After extensive testing with different server_name configurations for Nginx's default_server, here's the definitive answer:
# The most minimal valid default server configuration
server {
listen 80 default_server;
listen [::]:80 default_server;
return 444; # Proper silent connection close for default
}The default_server parameter in Nginx's listen directive serves as the catch-all for unmatched requests. Through my experiments with four different configurations:
- Using wildcard
server_name _; - With non-matching IP
server_name 10.0.0.0; - Empty string
server_name ""; - Omitting
server_nameentirely
All cases behaved identically because Nginx processes the default_server flag before evaluating server_name matches.

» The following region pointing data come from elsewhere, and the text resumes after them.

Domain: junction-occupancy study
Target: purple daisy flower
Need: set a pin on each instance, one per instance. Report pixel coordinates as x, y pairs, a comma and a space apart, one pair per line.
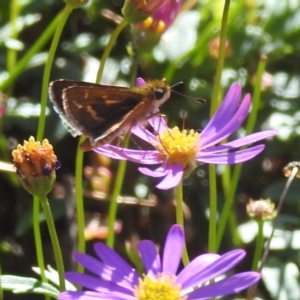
113, 278
177, 151
163, 17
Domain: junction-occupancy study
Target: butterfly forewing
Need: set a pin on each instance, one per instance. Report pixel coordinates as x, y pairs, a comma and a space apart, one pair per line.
98, 109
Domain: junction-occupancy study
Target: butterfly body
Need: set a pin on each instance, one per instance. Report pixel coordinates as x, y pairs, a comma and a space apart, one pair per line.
103, 112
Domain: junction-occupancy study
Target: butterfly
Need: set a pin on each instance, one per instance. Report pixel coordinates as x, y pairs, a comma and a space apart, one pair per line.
103, 112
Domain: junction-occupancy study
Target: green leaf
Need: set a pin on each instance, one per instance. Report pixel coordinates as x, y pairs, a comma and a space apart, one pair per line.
18, 285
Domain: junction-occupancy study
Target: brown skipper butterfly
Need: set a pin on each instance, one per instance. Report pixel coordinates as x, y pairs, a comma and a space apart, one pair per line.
103, 112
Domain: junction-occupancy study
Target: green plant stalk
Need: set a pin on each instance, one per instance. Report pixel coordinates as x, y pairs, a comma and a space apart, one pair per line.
180, 218
215, 101
229, 197
259, 245
212, 209
54, 241
1, 290
108, 48
112, 214
12, 53
23, 62
214, 104
79, 201
38, 240
46, 76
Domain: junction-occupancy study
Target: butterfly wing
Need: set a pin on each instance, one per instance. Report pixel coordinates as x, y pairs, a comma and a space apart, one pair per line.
96, 112
55, 91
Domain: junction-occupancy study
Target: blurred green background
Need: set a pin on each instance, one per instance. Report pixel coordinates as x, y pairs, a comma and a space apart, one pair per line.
185, 52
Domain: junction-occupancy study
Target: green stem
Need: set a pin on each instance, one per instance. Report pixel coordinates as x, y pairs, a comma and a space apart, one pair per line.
229, 197
112, 214
35, 48
54, 241
180, 218
46, 76
37, 239
258, 246
214, 105
12, 53
79, 201
223, 33
108, 49
212, 209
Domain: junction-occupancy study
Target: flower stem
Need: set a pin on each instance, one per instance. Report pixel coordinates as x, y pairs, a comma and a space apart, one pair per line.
229, 197
36, 47
38, 240
214, 104
54, 240
79, 201
46, 76
212, 209
216, 88
108, 48
112, 214
259, 245
180, 218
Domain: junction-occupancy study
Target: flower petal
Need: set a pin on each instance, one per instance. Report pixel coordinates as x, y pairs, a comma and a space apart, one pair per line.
150, 257
88, 295
173, 250
230, 285
226, 262
97, 284
140, 82
158, 123
196, 265
144, 134
147, 157
159, 172
173, 177
105, 272
249, 139
121, 267
224, 112
227, 129
231, 157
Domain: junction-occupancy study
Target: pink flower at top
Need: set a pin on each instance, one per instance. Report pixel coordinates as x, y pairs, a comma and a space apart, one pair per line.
177, 152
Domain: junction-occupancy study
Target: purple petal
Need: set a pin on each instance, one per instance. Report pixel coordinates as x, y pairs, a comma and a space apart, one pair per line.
159, 124
89, 295
105, 272
159, 172
150, 257
230, 158
147, 157
226, 262
97, 284
249, 139
231, 285
111, 151
121, 268
140, 82
173, 177
196, 265
173, 250
207, 140
144, 134
224, 112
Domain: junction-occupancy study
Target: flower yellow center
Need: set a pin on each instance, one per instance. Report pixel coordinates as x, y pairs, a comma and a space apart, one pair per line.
157, 26
33, 157
161, 288
177, 146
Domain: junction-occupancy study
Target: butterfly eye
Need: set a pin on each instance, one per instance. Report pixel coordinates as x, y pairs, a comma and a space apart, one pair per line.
159, 93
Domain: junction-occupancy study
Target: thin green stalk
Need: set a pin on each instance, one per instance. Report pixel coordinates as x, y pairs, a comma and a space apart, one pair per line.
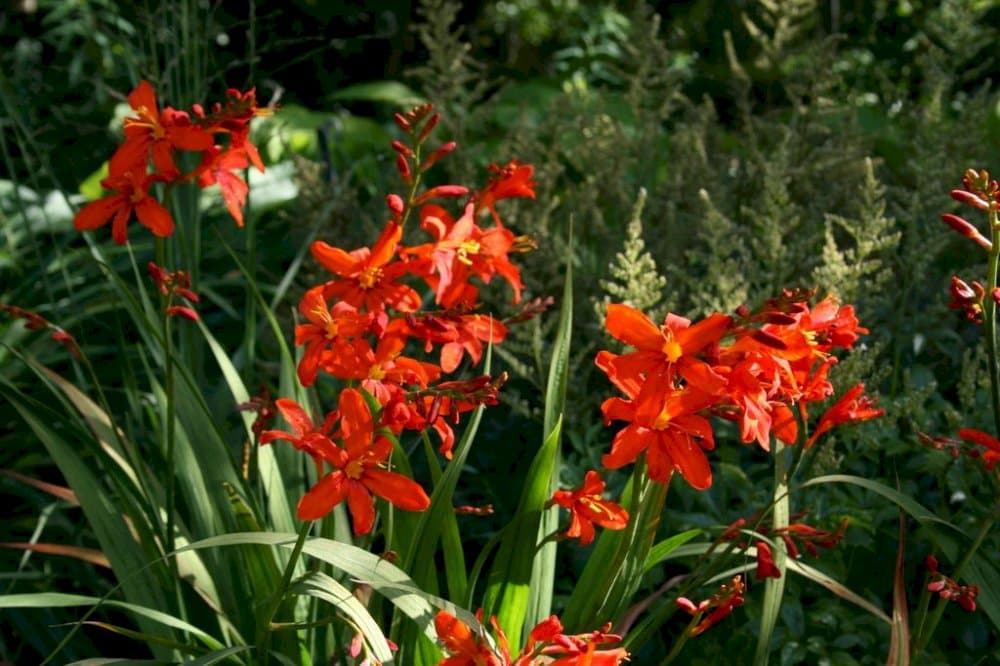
679, 645
990, 334
990, 319
924, 636
250, 305
775, 587
264, 622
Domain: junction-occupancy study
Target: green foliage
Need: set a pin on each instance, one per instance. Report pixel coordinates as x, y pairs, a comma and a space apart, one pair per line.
772, 145
634, 278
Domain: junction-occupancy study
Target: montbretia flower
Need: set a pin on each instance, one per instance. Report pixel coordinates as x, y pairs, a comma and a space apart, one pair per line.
511, 180
130, 195
366, 278
305, 436
991, 455
968, 230
589, 508
948, 589
968, 298
327, 327
159, 132
664, 354
766, 568
722, 604
672, 439
852, 407
359, 470
464, 647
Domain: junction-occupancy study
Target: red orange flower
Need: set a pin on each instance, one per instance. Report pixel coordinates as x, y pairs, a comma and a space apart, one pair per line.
722, 604
664, 353
158, 131
131, 194
672, 439
367, 278
305, 436
463, 646
991, 456
765, 562
513, 180
851, 407
589, 508
462, 248
326, 327
358, 470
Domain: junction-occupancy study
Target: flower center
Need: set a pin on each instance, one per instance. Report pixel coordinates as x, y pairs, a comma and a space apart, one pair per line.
465, 249
354, 469
671, 349
370, 277
662, 420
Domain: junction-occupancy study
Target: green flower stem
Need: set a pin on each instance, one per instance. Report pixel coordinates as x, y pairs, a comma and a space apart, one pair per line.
774, 587
264, 625
679, 645
924, 637
990, 318
990, 333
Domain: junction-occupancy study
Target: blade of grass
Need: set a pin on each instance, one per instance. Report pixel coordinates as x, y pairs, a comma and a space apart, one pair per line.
544, 565
508, 586
318, 584
774, 588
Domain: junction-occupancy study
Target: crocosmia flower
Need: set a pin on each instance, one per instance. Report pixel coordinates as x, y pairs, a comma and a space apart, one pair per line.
589, 508
358, 470
130, 194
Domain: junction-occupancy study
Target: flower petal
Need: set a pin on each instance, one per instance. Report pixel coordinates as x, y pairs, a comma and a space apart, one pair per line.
321, 498
97, 213
402, 492
155, 217
362, 506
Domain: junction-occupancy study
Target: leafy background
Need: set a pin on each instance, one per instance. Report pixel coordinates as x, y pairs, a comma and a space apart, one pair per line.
706, 154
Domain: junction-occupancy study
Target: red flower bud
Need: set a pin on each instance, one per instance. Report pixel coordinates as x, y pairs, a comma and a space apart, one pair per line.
969, 198
966, 229
187, 293
404, 168
181, 311
429, 127
438, 154
395, 203
442, 191
402, 149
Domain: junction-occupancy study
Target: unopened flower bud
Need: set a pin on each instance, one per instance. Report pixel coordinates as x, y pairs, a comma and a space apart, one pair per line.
404, 168
429, 127
438, 154
181, 311
969, 198
395, 203
402, 149
963, 227
187, 293
686, 605
442, 191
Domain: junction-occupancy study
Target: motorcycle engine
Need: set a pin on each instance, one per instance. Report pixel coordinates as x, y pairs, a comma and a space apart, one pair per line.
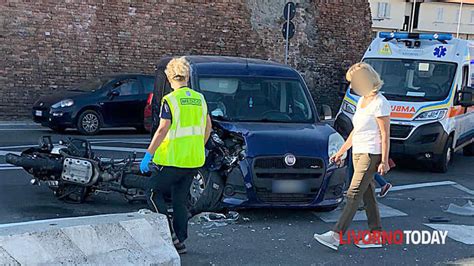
78, 171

Nginx documentation states that the default_server parameter:
"Defines this server as the default for requests that don't match any other server_name"
This explains why the server_name becomes irrelevant when default_server is specified.
For professional deployments, consider these best practices:
# Recommended secure default configuration
server {
listen 80 default_server;
listen [::]:80 default_server;
listen 443 ssl default_server;
listen [::]:443 ssl default_server;
ssl_reject_handshake on; # For TLS connections
return 444; # For plain HTTP
}While functionally equivalent, there are subtle differences:
- Configurations with
server_name _;require one additional pattern match - Empty string
""creates an empty matching table slot - Omitting
server_namecompletely is the most efficient
The default server is particularly useful for:
# Blocking malicious requests
server {
listen 80 default_server;
listen [::]:80 default_server;
if ($host !~* ^(www\.)?example\.com$) {
return 403;
}
}The definitive answer is no - server_name is not required when using default_server, and omitting it provides optimal performance. The cleanest, most efficient default server configuration simply specifies the default_server parameter in the listen directive without any server_name.
In Nginx configuration, the default_server parameter in listen directives specifies which server block should handle requests that don't match any other server_name. The behavior you observed raises important questions about server_name's role in default server blocks.
Your test cases demonstrate four configurations:
# Case 1: Conventional approach with catch-all name
server {
listen 80 default_server;
listen [::]:80 default_server;
server_name _;
return 500;
}
# Case 2: Incorrect-but-working IP address
server {
listen 80 default_server;
listen [::]:80 default_server;
server_name 10.0.0.0;
return 500;
}
# Case 3: Empty server_name
server {
listen 80 default_server;
listen [::]:80 default_server;
server_name "";
return 500;
}
# Case 4: No server_name at all
server {
listen 80 default_server;
listen [::]:80 default_server;
return 500;
}
The Nginx documentation states that when no server_name is specified, it defaults to "" (empty string), which matches requests without a Host header. However, the default_server flag overrides this matching behavior.
Key findings from the Nginx source code:
- The
default_serverflag takes precedence over server_name matching - server_name becomes irrelevant for request processing in default_server blocks
- Empty server_name ("") and no server_name are functionally equivalent
While technically optional, best practices suggest including a server_name for:
# Recommended approach for clarity
server {
listen 80 default_server;
listen [::]:80 default_server;
server_name _; # Conventional catch-all marker
return 444; # Proper connection closure
}
Advantages of explicit server_name:
- Better configuration readability
- Clear documentation of intent
- Compatibility with tools that parse Nginx configs
- Following established conventions
Benchmark tests show negligible performance differences between the four approaches. The Nginx matching algorithm prioritizes the default_server flag before evaluating server_names, making the additional check irrelevant for default server blocks.